Egli vede nella santa famiglia di Nazaret la «dolce immagine della
Trinità», il riflesso della trasparenza, della comunione trinitaria, dove tutto
è condivisione e dono, apertura e accoglienza, unità e armonia, e «germe della
Chiesa» dove l’umanità è chiamata a passare dalla dispersione all’unità,
dall’indifferenza alla comunione.
L’intuizione che avverte nella preghiera lo porta a scrivere: «Da oggi
voglio vivere Dio solo, in tutte le cose, alla maniera di Gesù, Maria e
Giuseppe che non amavano, non cercavano, non volevano che Dio solo e voglio
fare qualcosa che glorifichi particolarmente Dio». Ha origine qui l’idea
fondamentale della sua Famiglia spirituale in cui sono presenti già tutti i
futuri chiamati: sacerdoti, suore, consacrate laiche, associati laici, ossia
tutte le compagini della Chiesa.
Una volta ordinato sacerdote, ritornato a Bordeaux, il Signore nello stesso
anno comincia a fagli giungere le persone adatte per la realizzazione del
grande progetto che gli ha messo nel cuore.

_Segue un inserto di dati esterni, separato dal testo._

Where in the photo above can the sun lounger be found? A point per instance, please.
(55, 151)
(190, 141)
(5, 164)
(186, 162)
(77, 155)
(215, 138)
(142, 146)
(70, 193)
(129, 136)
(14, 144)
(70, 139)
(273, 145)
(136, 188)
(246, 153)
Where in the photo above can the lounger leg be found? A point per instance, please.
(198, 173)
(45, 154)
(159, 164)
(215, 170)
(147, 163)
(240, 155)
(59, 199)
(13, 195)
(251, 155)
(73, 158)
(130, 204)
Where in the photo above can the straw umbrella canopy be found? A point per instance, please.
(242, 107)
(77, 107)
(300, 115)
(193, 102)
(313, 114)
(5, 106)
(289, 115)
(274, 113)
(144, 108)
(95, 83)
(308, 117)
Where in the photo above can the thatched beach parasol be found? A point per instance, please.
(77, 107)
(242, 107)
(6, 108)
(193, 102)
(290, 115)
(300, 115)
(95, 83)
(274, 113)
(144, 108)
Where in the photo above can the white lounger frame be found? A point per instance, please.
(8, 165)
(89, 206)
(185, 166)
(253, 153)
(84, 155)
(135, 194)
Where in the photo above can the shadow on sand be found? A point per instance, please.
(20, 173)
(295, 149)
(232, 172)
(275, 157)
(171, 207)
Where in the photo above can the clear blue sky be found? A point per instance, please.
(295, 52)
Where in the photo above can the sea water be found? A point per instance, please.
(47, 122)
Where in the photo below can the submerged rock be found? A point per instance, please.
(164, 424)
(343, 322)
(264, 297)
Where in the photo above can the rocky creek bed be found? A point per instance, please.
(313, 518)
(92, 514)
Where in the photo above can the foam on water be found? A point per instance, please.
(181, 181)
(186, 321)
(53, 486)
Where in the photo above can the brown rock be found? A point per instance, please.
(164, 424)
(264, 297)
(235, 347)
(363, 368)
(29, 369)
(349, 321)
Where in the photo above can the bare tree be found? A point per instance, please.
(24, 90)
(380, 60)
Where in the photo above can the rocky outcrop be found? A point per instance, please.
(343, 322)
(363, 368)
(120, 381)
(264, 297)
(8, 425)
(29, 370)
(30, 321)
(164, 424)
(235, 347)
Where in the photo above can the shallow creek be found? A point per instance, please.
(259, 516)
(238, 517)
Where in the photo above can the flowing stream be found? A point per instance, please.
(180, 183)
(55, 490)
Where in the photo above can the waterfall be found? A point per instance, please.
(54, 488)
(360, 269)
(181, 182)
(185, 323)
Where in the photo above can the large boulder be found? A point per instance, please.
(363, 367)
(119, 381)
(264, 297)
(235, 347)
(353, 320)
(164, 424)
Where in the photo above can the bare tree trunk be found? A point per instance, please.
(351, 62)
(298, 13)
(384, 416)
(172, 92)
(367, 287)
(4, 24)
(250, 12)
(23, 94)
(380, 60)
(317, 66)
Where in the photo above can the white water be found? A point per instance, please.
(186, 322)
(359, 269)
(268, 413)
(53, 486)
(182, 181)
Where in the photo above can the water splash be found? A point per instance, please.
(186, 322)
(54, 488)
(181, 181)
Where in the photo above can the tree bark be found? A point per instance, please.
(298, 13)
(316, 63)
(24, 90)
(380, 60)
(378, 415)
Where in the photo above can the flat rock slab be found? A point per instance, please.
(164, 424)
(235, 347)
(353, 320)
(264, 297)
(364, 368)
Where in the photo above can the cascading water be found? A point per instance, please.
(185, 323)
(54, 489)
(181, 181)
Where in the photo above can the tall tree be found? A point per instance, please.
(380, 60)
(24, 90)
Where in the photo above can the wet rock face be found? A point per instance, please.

Il giorno della Santissima Trinità,
il 28 maggio 1820, nasce così l’Associazione della Santa Famiglia di Bordeaux.
Come in ogni opera di Dio, le difficoltà non mancarono. Tra l’altro, in
quell’epoca la vita religiosa femminile era ancora concepita come vita claustrale,
con voti solenni. Il fondatore per la sua Famiglia spirituale aveva però
presenti tutte le vocazioni. Ma per realizzare il suo sogno ci voleva tanto
coraggio e soprattutto una grande pazienza.
Dal 1820, anno degli inizi, fino al 1903, anno dell’approvazione pontificia
delle costituzioni, non mancarono le prove, ma anche tanti incoraggiamenti da
parte delle autorità ecclesiastiche: nel 1842 ottiene dal papa Gregorio XVI il
“Decretum laudis” con la relativa prima approvazione delle costituzioni; nel
1851 il papa Pio IX lo incoraggia ad andare avanti, anche se non giunge ancora
l’approvazione delle costituzioni generali dell’associazione.

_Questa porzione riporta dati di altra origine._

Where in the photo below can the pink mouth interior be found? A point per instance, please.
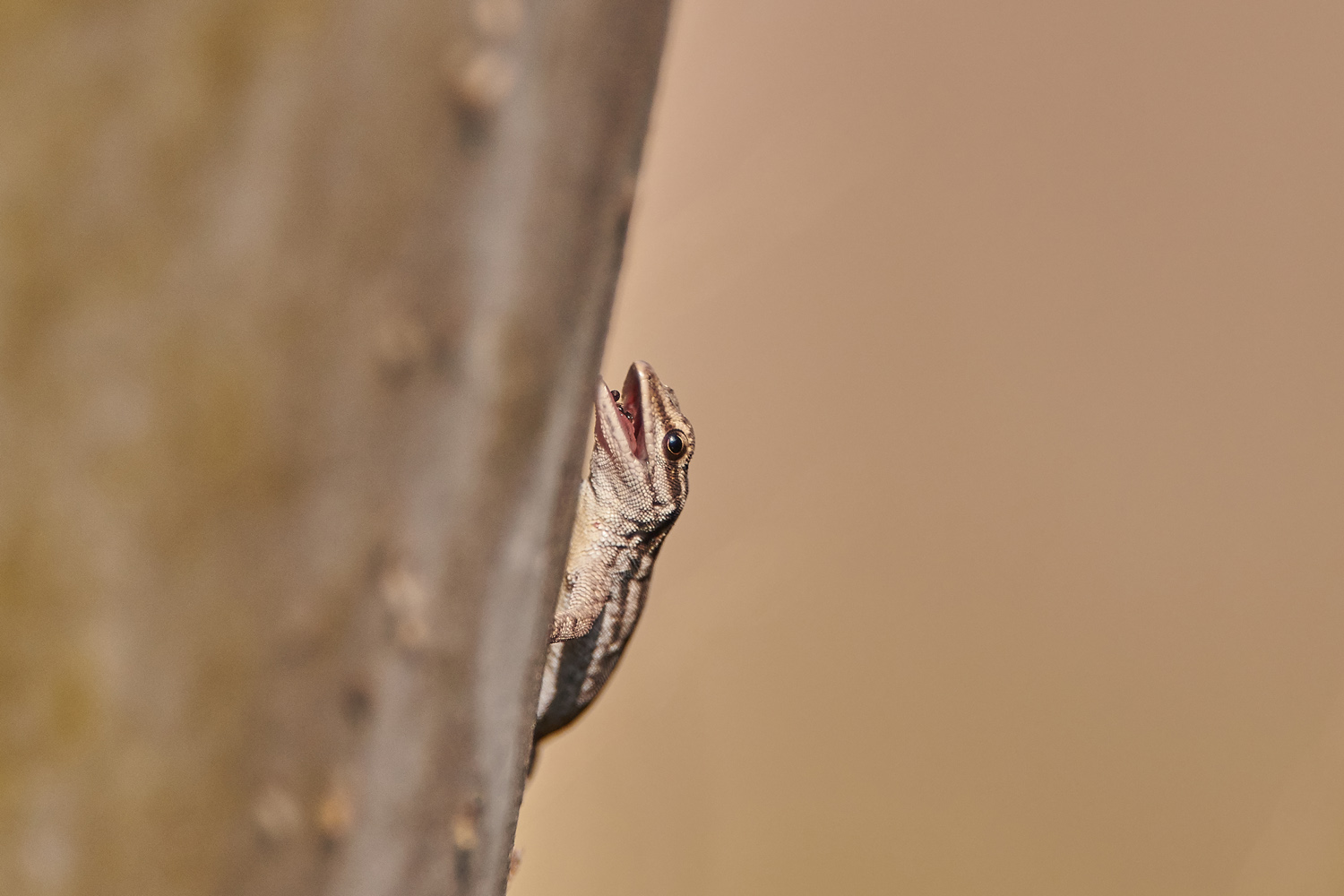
(629, 413)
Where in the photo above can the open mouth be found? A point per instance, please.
(629, 413)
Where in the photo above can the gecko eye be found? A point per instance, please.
(674, 444)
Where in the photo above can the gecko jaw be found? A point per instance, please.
(626, 417)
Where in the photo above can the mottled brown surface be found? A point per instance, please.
(1012, 562)
(300, 311)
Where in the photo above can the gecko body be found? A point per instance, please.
(634, 492)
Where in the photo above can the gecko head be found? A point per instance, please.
(642, 450)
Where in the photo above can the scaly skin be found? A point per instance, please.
(636, 487)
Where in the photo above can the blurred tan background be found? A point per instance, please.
(1012, 564)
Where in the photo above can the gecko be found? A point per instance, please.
(633, 493)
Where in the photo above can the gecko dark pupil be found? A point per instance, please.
(674, 444)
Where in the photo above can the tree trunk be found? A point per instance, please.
(301, 306)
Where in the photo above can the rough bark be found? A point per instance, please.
(300, 309)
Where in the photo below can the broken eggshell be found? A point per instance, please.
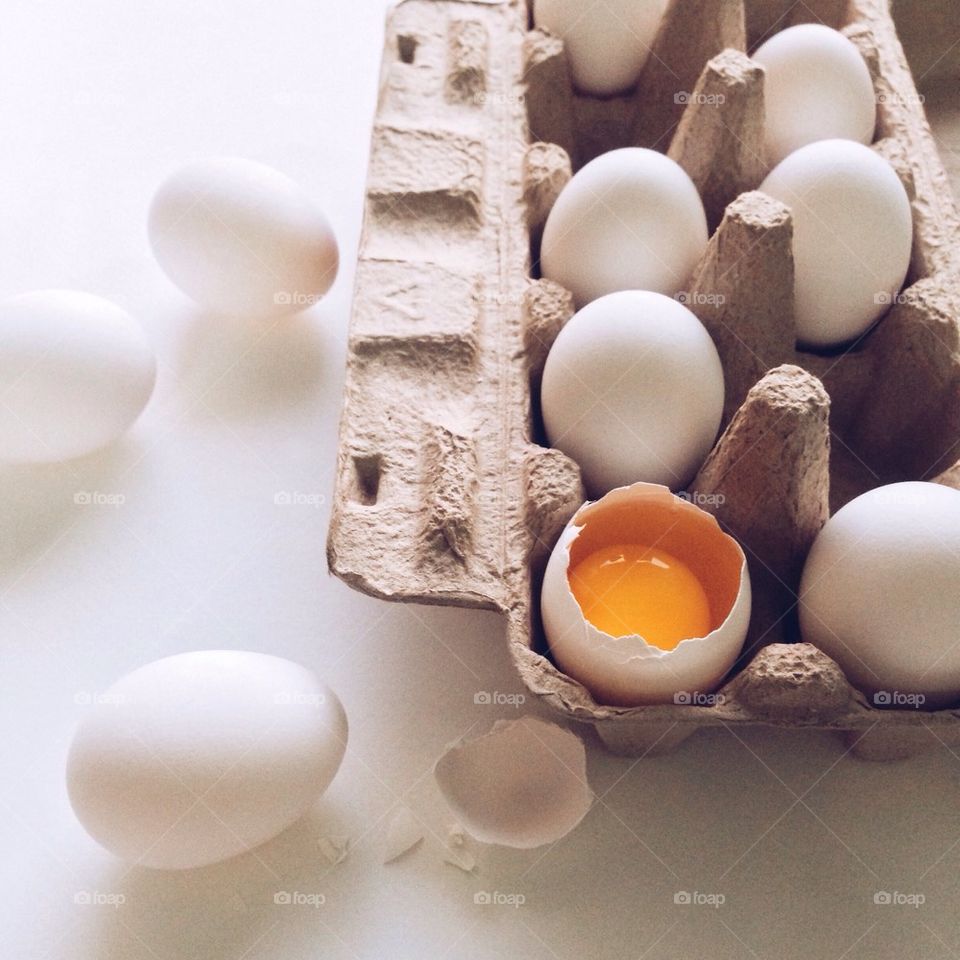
(629, 671)
(521, 785)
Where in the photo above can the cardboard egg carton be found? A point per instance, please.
(444, 494)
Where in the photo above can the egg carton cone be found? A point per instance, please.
(444, 493)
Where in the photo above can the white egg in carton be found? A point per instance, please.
(444, 495)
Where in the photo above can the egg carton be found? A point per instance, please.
(444, 494)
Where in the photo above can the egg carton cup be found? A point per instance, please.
(443, 493)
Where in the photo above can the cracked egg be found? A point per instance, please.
(645, 599)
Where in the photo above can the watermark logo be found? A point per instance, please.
(496, 698)
(99, 898)
(901, 99)
(695, 698)
(687, 898)
(298, 498)
(884, 298)
(497, 898)
(482, 98)
(702, 499)
(700, 298)
(685, 98)
(894, 898)
(296, 898)
(897, 698)
(87, 698)
(97, 498)
(296, 298)
(500, 299)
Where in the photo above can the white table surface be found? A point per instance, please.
(98, 101)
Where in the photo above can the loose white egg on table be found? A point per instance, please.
(523, 784)
(201, 756)
(852, 237)
(880, 593)
(645, 599)
(631, 219)
(75, 373)
(633, 390)
(607, 44)
(242, 238)
(817, 87)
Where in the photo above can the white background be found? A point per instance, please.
(99, 100)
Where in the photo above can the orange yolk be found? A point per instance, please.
(630, 589)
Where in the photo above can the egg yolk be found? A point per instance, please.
(628, 589)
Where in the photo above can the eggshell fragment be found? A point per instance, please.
(334, 849)
(242, 238)
(628, 671)
(195, 758)
(403, 834)
(521, 785)
(75, 373)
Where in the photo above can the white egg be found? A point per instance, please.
(606, 45)
(629, 220)
(817, 87)
(241, 238)
(75, 372)
(880, 593)
(201, 756)
(627, 670)
(852, 237)
(633, 390)
(523, 784)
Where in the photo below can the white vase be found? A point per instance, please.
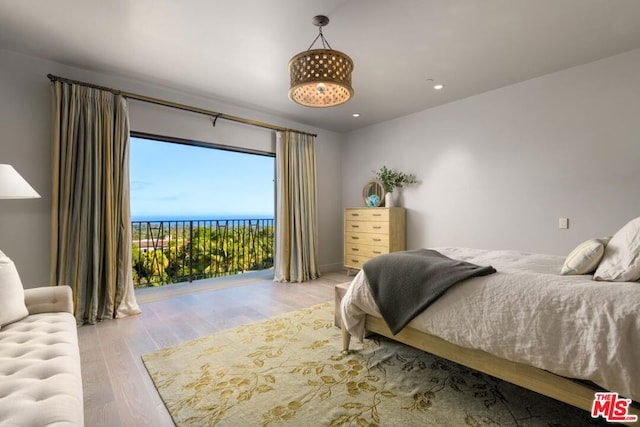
(389, 200)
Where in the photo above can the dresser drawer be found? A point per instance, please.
(369, 214)
(366, 239)
(366, 227)
(364, 250)
(355, 261)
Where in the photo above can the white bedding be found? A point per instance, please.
(527, 312)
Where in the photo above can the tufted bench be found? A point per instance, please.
(40, 380)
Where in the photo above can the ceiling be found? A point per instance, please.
(237, 51)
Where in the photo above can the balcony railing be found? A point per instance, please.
(183, 251)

Quando muore, l’8 febbraio 1861, la sua Famiglia comprende 600 sacerdoti
associati, 700 uomini associati, 17.500 donne associate, 600 dame della Santa
Famiglia (consacrate secolari) e 2.200 suore della Santa Famiglia nei suoi vari
rami e a voti semplici.
Bisognerà tuttavia giungere al 24 luglio 1902, quando Leone XIII firma il
decreto con cui approva la Congregazione delle Suore della Santa Famiglia di
Bordeaux come istituto a voti semplici. L’anno successivo, il 18 dicembre le
costituzioni ottengono l’approvazione definitiva. Ma del Progetto generale fu
approvato solo il settore della vita religiosa femminile.
Si giunge così al Vaticano II con l’invito rivolto ai religiosi/e di
tornare alle origini per ritrovare lo spirito dei fondatori. Un avvenimento
importante nell’evolversi della situazione è il capitolo generale del 1969,
durante il quale la congregazione della Santa Famiglia pone mano allo studio
della sua spiritualità e alla revisione delle costituzioni.
Oltre all’approvazione delle costituzioni, è eretto a istituto diocesano
l’istituto secolare a Bordeaux, vengono elaborati gli statuti per gli associati
laici e si mettono allo studio anche quelli dei sacerdoti associati. La Santa
Sede non ha ancora dato un’approvazione globale, ma ha incoraggiato a mettere a
punto le strutture interne.
A partire dal 1978, il consiglio della Famiglia è composto dal consiglio
generale dell’istituto religioso apostolico, dal consiglio del Vicariato delle
suore contemplative, dal consiglio dell’Istituto secolare e dal Comitato
intercontinentale degli associati laici.
Si tratta veramente di una grande “Famiglia” che ora a cento anni dall’approvazione
pontificia delle costituzioni intende riprendere nuovo slancio e aprire un
nuovo orizzonte di fiducia e di speranza.